George Bunn '50 was a lifelong advocate for nuclear arms control who helped develop the Nuclear Non-Proliferation Treaty. He passed away on April 21, 2013, at the age of 87.
A native of St. Paul, Minn., Bunn was born in 1925. He served in the Navy during World War II and studied electrical engineering at the University of Wisconsin. After graduating college in 1945 and earning a J.D. at Columbia Law School five years later, Bunn went on to work for the Atomic Energy Commission, the federal agency created in 1946 to manage the use of atomic energy.
Less than 10 years later, Bunn was called upon to draft legislation creating the Arms Control and Disarmament Agency, which is responsible for maintaining the country’s arms control, nonproliferation, and disarmament policies. He then served as the organization’s first general counsel. During this time, Bunn worked to create the Partial Test Ban Treaty, which prohibited the testing of nuclear weapons in outer space and underwater.
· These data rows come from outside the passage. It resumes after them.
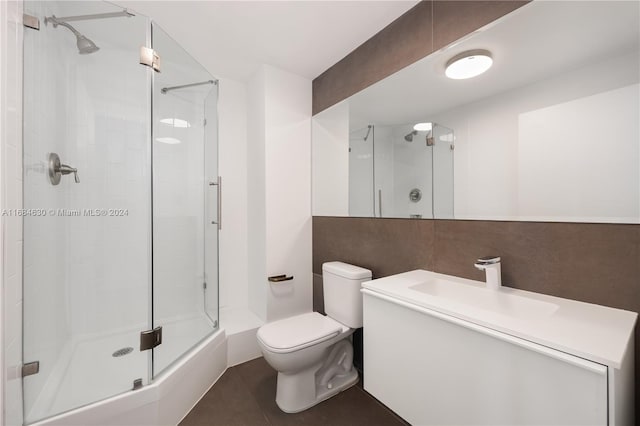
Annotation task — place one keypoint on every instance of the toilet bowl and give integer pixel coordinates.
(312, 352)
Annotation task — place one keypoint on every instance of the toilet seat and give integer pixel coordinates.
(299, 332)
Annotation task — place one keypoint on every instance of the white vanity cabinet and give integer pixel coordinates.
(433, 368)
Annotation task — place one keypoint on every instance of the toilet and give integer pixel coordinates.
(313, 353)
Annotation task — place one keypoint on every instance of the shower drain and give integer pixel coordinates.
(122, 352)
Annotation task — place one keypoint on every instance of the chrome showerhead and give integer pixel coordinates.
(85, 45)
(409, 136)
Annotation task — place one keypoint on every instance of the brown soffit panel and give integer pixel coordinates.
(428, 26)
(401, 43)
(455, 19)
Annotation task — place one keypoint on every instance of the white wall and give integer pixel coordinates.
(256, 222)
(330, 148)
(279, 182)
(232, 116)
(10, 198)
(488, 144)
(288, 191)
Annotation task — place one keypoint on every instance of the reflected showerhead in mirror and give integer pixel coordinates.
(85, 45)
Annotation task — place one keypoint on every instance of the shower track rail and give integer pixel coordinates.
(123, 13)
(164, 90)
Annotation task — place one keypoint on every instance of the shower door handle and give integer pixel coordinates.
(218, 185)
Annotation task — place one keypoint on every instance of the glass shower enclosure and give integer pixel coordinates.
(120, 239)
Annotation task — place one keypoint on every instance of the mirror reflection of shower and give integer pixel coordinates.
(85, 45)
(361, 171)
(406, 171)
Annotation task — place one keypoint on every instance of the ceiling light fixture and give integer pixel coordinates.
(468, 64)
(423, 127)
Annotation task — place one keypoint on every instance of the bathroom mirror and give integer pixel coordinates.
(549, 133)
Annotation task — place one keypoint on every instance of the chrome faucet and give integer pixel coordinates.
(491, 265)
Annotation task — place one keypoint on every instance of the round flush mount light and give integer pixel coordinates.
(175, 122)
(170, 141)
(468, 64)
(423, 127)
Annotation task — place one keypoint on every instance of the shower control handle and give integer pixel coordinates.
(65, 170)
(57, 170)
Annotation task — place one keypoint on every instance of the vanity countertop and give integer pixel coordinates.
(597, 333)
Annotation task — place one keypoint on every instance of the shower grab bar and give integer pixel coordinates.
(218, 186)
(164, 90)
(279, 278)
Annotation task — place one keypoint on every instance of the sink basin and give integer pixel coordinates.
(499, 301)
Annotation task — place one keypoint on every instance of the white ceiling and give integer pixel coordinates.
(232, 38)
(539, 40)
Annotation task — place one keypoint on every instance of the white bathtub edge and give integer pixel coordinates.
(164, 402)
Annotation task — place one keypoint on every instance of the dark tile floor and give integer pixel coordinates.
(245, 396)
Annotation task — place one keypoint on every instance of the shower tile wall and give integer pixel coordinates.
(85, 276)
(11, 138)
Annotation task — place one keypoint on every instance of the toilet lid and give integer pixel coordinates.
(298, 332)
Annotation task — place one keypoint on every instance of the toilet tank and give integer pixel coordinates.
(341, 287)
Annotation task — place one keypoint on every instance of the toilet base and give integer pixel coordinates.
(299, 392)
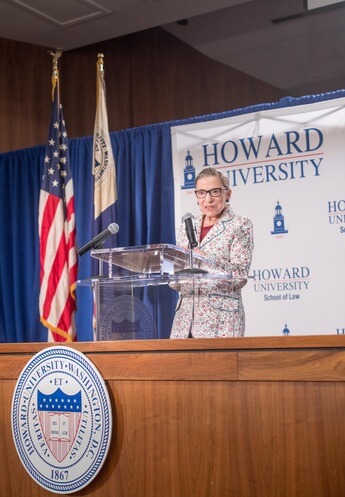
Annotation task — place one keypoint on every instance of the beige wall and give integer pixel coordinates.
(151, 77)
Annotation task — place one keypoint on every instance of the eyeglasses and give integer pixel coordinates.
(215, 192)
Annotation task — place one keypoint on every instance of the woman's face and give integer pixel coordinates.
(212, 206)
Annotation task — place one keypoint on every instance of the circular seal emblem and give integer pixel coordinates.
(126, 317)
(61, 419)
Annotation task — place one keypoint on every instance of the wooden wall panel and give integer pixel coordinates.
(178, 433)
(151, 77)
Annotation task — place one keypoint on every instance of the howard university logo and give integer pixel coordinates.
(61, 419)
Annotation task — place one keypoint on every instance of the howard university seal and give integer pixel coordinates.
(61, 419)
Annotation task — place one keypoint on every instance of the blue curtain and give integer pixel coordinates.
(144, 212)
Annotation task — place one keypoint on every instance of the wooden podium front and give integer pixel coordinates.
(232, 417)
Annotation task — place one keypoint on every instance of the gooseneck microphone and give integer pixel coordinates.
(190, 230)
(99, 239)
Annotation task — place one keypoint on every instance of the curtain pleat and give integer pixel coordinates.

In the late 1960s, Bunn helped negotiate the Nuclear Non-Proliferation Treaty, an international agreement joined by 190 parties that slowed the nuclear arms race during the Cold War era. President Lyndon B. Johnson later named Bunn the U.S. representative to the Geneva Disarmament Conference.
In 1969, Bunn returned to Wisconsin to teach law at the University of Wisconsin Law School. He later spent three years serving as the school’s dean. Bunn moved to Newport, R.I., to serve as an instructor at the National War College in 1982, and then joined Stanford University’s Center for International Security and Cooperation four years later. His published works include Arms Control by Committee: Managing Negotiations with the Russians and U.S. Nuclear Weapons Policy.
Bunn is survived by his children, Jessie, Peter, and Matthew, as well as by two granddaughters.